What a fantastic approach! I’ve been wondering for some time about ways to include peer coaching and feedback within our schools model. I absolutely love your approach! Would you be amenable to sharing the feedback form you use? Is it generic or specific to each teachers’ goals? As our school continues to strengthen supports for teachers, we will most definitely consider ways of incorporating the ideas you are sharing. Thank you!
Sure — send me an email to remind me and I’ll send on what I’ve got. It is generic but asks the teacher to first write her specific goals for that particular observation, which makes the observer really have to think about what she wants observed — a good exercise in and of itself. Tweak it as you see fit for your school’s needs (or ask for teacher input on it as well) a.wiggins [ at ] mkis.edu.my
This is an extremely helpful post. Even though I’m not evaluating teachers, you presented useful things for me to consider as I give feedback in my business. I especially liked your suggestion to make feedback nonjudgmental and goal-focused. The “hey, we’re in this together” aspect of your approach is refreshing. We’re on the same team, seeking the same outcome. It’s a partnership to get to that outcome, not a battle to win a person’s approval. Good stuff!
I’m so glad to hear the approach is valuable for you in a business setting. Once we speak about progress toward meaningful goals, the dynamic can shift from judgement to support. We can then focus together on making a positive impact. Thank you for the feedback.
Thank you for such a practical example of implementing a feedback framework! I will be crediting you and citing this blog post as I develop my professional growth plan this year.
Vicki Sullivan (@_vickisullivan)
I’m so grateful you found the post helpful. I’d love to learn from you as well. Please do keep me posted on ways in which you implement a feedback framework.
Congratulations and good luck on your new role as Head of School!
I was browsing through your blog and just read this one on feedback – a subject of never-ending interest to all of us.
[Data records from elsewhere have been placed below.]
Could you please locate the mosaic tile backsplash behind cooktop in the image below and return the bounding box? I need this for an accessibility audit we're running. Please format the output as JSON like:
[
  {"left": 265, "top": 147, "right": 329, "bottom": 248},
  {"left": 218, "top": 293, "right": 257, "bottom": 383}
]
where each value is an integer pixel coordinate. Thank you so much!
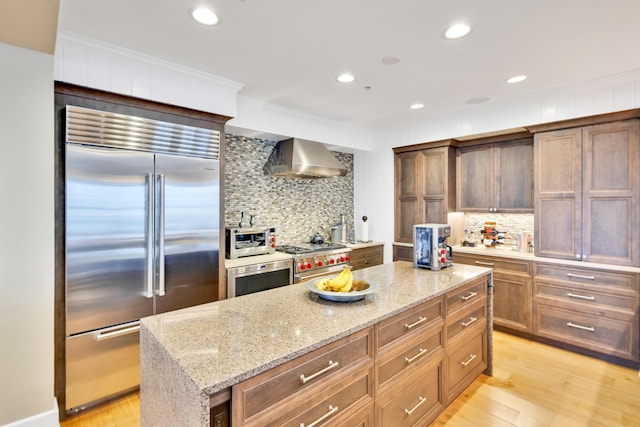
[{"left": 224, "top": 134, "right": 353, "bottom": 244}]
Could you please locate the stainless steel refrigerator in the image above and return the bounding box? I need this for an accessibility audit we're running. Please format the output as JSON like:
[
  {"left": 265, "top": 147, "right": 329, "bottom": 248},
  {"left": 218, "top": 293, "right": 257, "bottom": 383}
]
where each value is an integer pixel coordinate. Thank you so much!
[{"left": 65, "top": 106, "right": 220, "bottom": 412}]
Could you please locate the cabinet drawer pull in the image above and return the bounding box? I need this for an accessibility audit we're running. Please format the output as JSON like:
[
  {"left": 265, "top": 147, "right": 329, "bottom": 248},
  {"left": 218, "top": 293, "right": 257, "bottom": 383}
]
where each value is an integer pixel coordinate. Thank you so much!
[
  {"left": 404, "top": 396, "right": 427, "bottom": 415},
  {"left": 404, "top": 316, "right": 427, "bottom": 330},
  {"left": 404, "top": 348, "right": 429, "bottom": 363},
  {"left": 460, "top": 354, "right": 478, "bottom": 366},
  {"left": 567, "top": 292, "right": 596, "bottom": 301},
  {"left": 300, "top": 405, "right": 338, "bottom": 427},
  {"left": 567, "top": 273, "right": 596, "bottom": 280},
  {"left": 567, "top": 322, "right": 596, "bottom": 332},
  {"left": 460, "top": 292, "right": 478, "bottom": 301},
  {"left": 300, "top": 360, "right": 338, "bottom": 384},
  {"left": 460, "top": 317, "right": 478, "bottom": 328}
]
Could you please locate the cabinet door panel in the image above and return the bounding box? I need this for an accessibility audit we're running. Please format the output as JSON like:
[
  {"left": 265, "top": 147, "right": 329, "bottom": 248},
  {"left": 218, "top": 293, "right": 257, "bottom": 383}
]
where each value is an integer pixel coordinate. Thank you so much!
[
  {"left": 424, "top": 198, "right": 447, "bottom": 224},
  {"left": 535, "top": 198, "right": 580, "bottom": 259},
  {"left": 396, "top": 198, "right": 418, "bottom": 243},
  {"left": 582, "top": 121, "right": 640, "bottom": 265},
  {"left": 456, "top": 147, "right": 493, "bottom": 212},
  {"left": 494, "top": 140, "right": 533, "bottom": 212},
  {"left": 493, "top": 272, "right": 533, "bottom": 332},
  {"left": 422, "top": 150, "right": 446, "bottom": 199},
  {"left": 534, "top": 129, "right": 582, "bottom": 259}
]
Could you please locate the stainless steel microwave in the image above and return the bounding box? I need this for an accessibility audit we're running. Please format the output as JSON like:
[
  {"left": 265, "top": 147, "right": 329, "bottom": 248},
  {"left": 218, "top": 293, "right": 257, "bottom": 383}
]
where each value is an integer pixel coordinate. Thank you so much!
[
  {"left": 224, "top": 227, "right": 276, "bottom": 259},
  {"left": 413, "top": 224, "right": 453, "bottom": 270}
]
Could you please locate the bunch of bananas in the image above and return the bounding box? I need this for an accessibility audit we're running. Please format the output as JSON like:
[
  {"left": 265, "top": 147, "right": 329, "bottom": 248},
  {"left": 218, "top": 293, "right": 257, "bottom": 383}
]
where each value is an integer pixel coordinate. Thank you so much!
[{"left": 316, "top": 267, "right": 353, "bottom": 292}]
I believe that the greatest and ongoing challenge is building that trust between administrator and teacher to enable the conversations to be truly growth-focused, in spite of the two hats of coach and evaluator we wear. Your seven steps are a great guide.
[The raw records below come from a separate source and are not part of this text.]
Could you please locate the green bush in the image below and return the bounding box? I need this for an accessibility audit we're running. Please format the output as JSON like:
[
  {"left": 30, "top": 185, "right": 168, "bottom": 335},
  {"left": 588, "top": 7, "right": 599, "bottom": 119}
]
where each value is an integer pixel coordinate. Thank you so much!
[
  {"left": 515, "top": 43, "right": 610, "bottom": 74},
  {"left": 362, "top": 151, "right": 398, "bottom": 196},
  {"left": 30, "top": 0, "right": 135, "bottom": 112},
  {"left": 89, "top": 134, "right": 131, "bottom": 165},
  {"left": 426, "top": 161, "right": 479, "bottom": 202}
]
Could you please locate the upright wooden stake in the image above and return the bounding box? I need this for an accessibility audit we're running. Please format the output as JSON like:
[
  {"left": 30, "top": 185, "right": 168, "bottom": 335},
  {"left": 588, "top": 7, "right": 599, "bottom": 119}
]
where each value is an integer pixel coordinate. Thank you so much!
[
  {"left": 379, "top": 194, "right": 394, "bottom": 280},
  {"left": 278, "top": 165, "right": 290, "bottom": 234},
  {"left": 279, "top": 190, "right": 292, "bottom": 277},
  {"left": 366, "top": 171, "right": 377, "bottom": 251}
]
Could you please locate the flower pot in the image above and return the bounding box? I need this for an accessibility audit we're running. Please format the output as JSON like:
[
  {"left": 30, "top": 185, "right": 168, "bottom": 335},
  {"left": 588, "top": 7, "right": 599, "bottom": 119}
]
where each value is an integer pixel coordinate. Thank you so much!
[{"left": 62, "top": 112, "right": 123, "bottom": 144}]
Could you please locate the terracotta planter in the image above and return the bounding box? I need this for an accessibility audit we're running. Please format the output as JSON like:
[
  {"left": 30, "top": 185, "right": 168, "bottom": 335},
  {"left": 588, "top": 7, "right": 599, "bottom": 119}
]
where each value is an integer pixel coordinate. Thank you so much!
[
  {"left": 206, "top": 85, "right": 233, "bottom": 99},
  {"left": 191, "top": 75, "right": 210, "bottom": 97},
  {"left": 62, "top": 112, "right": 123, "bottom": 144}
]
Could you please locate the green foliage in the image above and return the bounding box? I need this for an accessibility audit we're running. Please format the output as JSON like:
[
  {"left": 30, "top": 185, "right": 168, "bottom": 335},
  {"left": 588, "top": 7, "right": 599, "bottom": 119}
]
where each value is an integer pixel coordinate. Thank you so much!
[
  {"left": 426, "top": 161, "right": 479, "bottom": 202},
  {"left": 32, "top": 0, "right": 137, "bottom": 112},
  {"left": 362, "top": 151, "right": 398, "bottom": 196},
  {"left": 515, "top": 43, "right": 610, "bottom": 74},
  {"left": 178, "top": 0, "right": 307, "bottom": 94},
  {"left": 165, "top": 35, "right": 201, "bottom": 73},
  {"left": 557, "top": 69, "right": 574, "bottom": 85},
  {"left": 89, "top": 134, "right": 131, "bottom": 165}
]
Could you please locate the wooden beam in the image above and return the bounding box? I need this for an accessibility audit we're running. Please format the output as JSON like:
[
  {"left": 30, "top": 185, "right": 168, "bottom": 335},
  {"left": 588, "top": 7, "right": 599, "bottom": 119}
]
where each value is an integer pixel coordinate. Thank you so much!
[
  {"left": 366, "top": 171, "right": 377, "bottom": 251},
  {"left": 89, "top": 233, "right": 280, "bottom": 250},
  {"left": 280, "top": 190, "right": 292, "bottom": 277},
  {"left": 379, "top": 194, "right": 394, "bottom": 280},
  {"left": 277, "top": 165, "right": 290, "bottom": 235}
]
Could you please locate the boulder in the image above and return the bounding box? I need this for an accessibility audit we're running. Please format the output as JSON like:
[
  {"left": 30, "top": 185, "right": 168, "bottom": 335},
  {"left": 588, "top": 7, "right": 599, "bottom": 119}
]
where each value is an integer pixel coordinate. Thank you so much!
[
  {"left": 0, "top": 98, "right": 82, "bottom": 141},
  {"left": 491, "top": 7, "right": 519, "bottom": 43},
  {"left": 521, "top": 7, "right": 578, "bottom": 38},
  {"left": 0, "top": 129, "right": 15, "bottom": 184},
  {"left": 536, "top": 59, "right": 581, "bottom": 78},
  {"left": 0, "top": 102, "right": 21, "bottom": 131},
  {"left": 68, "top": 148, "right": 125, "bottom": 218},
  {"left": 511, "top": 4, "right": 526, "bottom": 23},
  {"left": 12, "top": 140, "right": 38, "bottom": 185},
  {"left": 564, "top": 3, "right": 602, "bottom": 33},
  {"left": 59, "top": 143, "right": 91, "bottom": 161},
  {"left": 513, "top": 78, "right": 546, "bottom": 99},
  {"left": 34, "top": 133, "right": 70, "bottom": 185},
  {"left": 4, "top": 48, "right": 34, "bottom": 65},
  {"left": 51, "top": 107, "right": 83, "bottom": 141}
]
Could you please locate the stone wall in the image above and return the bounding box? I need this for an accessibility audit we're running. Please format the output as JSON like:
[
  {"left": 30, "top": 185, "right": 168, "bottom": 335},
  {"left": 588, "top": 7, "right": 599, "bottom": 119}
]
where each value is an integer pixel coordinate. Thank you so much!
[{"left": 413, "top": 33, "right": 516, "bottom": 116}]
I have followed your blogs from one school to another and am always amazed at how you juggle administrative duties while continually not only growing professionally but sharing with the rest of us. Thank you!
Would you be willing to share the rubrics you created as a faculty for the school’s Standards for Professional Practice?
Thank you in advance!
Thanks for the encouragement! I continue to reflect on feedback, and I am beginning in my new school with compliments as I develop trusting relationships with teachers. As teachers gain comfort with my presence in their classrooms, I’ll move to non-evaluative, non-judgemental feedback. The rubrics we created are similar to Danielson’s, adapted for the school at which I was working. I would be happy to e-mail you a copy.
Hello Dr. Leibowitz,
I am the director of communications at the School Administrators Association of New York State (SAANYS), and managing editor of our magazine, Vanguard. Our next issue is all about Effective Feedback, with the cover story being an interview with Grant Wiggins. I would love to add your 7 Steps to Effective Feedback to the Practices portion of our magazine – I think it would be a great resource to our readers, 8,000 school leaders throughout New York State. Please let me know if you would be agreeable to a reprint.
Thank you, Michelle Hebert
I would be very honored for you to reprint 7 Steps to Effective Feedback. Please do let me know how I can receive a copy of the magazine. Thank you for reaching out.